Integration of Discrete Wavelet Transform (DWT) Technology

Resource Overview

Leveraging the synergistic properties of DWT and HVS (Human Visual System), this research explores and establishes a novel objective image quality assessment method with multi-scale analysis capabilities

Detailed Documentation

This study integrates Discrete Wavelet Transform (DWT) technology and leverages the complementary characteristics of DWT and HVS (Human Visual System) to develop a new objective image quality assessment methodology. The approach utilizes DWT's multi-scale analysis capabilities through wavelet decomposition (implemented using functions like wavedec2 in MATLAB), which effectively captures detailed texture information across different frequency bands.
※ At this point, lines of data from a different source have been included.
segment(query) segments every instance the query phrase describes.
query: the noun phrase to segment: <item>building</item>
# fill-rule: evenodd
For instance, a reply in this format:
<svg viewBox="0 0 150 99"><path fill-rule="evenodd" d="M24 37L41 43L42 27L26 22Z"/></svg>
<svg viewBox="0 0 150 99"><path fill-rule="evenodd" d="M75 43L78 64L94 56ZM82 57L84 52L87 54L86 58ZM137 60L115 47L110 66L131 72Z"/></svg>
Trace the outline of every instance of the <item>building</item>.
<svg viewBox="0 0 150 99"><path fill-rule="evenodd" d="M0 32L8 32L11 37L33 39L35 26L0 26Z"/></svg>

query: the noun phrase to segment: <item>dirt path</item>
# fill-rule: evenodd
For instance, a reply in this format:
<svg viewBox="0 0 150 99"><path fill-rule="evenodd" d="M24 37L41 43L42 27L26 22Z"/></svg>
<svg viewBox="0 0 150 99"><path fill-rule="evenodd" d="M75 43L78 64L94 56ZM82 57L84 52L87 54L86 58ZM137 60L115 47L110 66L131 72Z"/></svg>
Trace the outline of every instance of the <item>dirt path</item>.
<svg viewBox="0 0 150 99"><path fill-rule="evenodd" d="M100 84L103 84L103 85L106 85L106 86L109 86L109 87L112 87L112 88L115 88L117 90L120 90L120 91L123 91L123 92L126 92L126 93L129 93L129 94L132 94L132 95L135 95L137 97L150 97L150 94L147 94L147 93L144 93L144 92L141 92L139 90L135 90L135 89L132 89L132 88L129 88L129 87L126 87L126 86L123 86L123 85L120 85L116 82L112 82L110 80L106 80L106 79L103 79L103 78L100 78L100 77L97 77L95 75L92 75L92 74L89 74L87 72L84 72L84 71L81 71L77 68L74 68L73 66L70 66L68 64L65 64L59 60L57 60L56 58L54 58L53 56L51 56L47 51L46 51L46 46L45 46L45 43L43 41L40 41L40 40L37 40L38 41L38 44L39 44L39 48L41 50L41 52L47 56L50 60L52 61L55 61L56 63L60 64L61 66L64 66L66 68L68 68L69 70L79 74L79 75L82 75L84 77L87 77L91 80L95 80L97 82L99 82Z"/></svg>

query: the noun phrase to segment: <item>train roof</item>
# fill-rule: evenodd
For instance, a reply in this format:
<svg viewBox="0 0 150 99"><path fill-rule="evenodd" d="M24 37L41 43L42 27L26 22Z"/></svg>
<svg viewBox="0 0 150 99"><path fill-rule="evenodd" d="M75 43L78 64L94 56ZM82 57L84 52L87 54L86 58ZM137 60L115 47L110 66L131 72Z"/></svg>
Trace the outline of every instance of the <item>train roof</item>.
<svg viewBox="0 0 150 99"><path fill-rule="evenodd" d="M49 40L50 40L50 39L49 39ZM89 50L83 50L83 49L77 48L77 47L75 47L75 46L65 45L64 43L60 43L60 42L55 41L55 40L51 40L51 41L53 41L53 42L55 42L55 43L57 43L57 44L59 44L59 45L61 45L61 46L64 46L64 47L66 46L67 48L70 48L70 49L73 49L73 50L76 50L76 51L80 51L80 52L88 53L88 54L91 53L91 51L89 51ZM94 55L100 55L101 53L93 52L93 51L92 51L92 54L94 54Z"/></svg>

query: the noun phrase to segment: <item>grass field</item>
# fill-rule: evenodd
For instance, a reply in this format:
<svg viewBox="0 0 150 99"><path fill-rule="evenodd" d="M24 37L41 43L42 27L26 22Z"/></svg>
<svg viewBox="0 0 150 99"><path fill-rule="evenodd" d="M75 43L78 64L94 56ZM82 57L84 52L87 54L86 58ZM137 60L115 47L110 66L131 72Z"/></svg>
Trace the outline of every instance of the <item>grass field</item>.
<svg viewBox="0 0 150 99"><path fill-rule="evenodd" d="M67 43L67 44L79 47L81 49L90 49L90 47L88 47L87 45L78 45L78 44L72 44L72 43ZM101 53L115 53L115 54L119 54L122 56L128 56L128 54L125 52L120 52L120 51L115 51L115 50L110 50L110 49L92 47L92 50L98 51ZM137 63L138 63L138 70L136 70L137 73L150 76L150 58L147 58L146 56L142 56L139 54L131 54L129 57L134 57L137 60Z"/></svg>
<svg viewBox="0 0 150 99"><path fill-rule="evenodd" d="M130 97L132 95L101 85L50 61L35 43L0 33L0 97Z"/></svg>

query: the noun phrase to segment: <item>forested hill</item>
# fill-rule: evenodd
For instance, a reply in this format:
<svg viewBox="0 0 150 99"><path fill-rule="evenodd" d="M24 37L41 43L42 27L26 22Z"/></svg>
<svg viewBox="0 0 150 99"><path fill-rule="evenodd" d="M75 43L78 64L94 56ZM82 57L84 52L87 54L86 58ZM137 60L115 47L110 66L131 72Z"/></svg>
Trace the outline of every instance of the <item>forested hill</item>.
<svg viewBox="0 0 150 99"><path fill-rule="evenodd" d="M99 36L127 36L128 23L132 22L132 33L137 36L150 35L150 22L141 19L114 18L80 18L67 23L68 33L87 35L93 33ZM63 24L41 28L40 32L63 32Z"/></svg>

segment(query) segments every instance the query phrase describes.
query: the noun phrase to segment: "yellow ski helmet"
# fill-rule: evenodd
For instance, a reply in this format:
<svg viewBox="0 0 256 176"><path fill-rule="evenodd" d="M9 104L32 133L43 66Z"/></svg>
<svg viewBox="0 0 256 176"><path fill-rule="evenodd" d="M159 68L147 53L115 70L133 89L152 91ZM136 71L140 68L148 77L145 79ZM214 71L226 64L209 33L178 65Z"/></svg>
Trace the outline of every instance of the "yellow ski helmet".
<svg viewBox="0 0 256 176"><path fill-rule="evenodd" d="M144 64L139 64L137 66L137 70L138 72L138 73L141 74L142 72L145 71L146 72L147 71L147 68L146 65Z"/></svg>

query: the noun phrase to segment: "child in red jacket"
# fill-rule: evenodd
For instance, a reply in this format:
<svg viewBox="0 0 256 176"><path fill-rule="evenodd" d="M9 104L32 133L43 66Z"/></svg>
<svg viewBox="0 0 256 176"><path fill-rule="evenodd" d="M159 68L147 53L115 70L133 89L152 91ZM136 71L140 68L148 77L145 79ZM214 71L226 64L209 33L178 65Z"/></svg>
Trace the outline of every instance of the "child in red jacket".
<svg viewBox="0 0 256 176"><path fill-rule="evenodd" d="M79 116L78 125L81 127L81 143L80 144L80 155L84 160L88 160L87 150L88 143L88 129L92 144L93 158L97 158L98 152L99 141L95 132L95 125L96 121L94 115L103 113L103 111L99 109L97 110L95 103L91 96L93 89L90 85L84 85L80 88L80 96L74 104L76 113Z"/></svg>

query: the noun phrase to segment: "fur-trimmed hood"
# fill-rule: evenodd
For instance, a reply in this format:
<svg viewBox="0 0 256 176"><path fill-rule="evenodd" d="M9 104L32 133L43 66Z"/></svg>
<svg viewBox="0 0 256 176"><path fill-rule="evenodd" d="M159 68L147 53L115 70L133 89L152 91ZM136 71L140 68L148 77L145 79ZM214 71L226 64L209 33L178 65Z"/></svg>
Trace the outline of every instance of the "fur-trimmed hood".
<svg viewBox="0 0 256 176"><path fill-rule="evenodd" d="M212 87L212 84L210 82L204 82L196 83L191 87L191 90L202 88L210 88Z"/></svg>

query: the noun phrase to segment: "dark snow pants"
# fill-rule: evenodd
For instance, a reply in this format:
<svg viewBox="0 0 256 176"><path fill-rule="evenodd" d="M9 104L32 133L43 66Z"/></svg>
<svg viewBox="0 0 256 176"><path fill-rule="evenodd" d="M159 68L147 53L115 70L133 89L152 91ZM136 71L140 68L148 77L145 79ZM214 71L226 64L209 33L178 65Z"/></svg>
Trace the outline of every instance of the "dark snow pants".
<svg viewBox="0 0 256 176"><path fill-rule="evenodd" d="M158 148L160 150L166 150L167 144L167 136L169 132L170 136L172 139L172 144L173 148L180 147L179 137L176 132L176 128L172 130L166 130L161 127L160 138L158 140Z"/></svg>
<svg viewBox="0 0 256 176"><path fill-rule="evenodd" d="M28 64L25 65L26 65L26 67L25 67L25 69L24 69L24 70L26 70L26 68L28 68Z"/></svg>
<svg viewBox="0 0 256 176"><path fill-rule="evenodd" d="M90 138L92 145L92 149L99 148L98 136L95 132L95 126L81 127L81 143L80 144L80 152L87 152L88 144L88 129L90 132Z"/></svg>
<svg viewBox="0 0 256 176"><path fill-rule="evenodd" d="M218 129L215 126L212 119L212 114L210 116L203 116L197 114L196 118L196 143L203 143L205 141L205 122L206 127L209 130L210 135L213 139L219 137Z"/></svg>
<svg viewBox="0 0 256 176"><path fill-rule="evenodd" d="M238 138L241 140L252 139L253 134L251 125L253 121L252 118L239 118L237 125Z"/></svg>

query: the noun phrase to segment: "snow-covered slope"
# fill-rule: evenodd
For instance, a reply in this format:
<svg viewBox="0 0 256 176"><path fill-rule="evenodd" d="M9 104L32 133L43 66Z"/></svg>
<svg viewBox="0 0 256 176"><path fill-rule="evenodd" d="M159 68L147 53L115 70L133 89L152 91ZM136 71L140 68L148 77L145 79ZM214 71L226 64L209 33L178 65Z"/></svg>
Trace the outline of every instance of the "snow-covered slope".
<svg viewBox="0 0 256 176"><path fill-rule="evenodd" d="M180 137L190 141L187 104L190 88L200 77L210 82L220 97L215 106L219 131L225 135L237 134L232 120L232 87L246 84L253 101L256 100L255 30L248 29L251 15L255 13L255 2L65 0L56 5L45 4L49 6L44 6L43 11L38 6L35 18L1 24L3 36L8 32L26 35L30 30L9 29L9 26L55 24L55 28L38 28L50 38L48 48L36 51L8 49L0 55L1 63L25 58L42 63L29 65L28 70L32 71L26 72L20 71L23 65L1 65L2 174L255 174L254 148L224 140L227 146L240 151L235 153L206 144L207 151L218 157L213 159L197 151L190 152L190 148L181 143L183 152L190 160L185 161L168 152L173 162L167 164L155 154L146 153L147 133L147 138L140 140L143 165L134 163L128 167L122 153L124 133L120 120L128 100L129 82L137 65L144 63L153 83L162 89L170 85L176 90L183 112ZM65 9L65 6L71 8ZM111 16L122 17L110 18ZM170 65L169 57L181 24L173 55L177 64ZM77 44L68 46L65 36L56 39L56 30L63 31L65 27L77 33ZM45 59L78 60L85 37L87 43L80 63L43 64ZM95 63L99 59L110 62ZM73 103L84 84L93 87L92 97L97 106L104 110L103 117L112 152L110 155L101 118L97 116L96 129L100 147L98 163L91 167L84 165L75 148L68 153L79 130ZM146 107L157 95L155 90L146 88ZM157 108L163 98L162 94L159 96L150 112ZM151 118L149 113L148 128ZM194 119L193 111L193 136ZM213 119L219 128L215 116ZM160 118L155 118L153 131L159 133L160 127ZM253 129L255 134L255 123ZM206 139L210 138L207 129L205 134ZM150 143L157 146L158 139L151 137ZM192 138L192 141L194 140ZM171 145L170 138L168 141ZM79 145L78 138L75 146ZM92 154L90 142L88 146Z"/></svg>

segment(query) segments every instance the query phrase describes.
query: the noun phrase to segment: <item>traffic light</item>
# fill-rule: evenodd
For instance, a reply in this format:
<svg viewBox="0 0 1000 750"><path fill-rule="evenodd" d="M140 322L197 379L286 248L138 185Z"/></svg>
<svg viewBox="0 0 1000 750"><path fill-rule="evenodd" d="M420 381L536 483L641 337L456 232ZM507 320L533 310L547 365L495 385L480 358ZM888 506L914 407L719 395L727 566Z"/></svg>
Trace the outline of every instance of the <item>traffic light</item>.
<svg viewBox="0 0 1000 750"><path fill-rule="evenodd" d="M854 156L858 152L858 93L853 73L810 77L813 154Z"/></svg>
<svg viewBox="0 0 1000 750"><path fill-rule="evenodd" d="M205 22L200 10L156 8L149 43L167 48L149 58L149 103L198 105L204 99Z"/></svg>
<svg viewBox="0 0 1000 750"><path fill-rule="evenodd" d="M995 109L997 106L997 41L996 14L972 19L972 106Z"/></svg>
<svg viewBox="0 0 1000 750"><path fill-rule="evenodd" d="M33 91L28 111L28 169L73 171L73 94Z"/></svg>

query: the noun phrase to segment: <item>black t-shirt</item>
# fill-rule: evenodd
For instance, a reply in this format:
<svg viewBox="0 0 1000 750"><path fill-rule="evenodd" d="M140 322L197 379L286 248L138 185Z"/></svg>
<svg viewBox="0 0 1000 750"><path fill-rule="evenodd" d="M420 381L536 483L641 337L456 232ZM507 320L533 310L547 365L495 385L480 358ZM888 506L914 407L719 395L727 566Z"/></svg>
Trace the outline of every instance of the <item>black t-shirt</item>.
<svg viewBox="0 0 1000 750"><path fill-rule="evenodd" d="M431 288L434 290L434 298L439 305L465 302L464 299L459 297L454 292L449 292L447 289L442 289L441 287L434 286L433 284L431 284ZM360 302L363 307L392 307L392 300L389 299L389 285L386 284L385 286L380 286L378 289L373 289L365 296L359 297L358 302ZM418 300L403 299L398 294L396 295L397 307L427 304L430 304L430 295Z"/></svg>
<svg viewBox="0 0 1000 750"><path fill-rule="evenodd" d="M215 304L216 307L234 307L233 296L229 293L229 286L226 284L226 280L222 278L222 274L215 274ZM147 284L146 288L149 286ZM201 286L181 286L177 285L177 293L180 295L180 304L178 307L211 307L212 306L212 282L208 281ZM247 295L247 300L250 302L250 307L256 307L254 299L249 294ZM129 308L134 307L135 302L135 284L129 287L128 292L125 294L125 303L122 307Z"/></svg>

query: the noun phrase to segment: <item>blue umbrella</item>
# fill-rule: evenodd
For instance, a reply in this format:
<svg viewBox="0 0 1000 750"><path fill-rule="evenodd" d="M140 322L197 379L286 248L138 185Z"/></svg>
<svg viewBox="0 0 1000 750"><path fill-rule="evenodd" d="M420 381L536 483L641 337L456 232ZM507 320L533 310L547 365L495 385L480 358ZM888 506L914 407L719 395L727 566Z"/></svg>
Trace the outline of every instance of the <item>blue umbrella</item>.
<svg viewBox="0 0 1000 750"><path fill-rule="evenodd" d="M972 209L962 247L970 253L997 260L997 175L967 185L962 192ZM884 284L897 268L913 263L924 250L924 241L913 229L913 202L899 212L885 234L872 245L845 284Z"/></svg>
By incorporating HVS perceptual mechanisms - including contrast sensitivity and masking effects modeled through psychovisual thresholds - the method achieves enhanced accuracy and reliability in quality evaluation. Key implementation steps involve: 1) Multi-level DWT decomposition using Daubechies or biorthogonal wavelets 2) Perceptual weighting of subband coefficients based on HVS models 3) Statistical feature extraction from wavelet coefficients 4) Quality score computation through feature aggregation. This research contributes significantly to advancing image quality assessment standards and image processing techniques, particularly for applications in compression optimization and visual communication systems.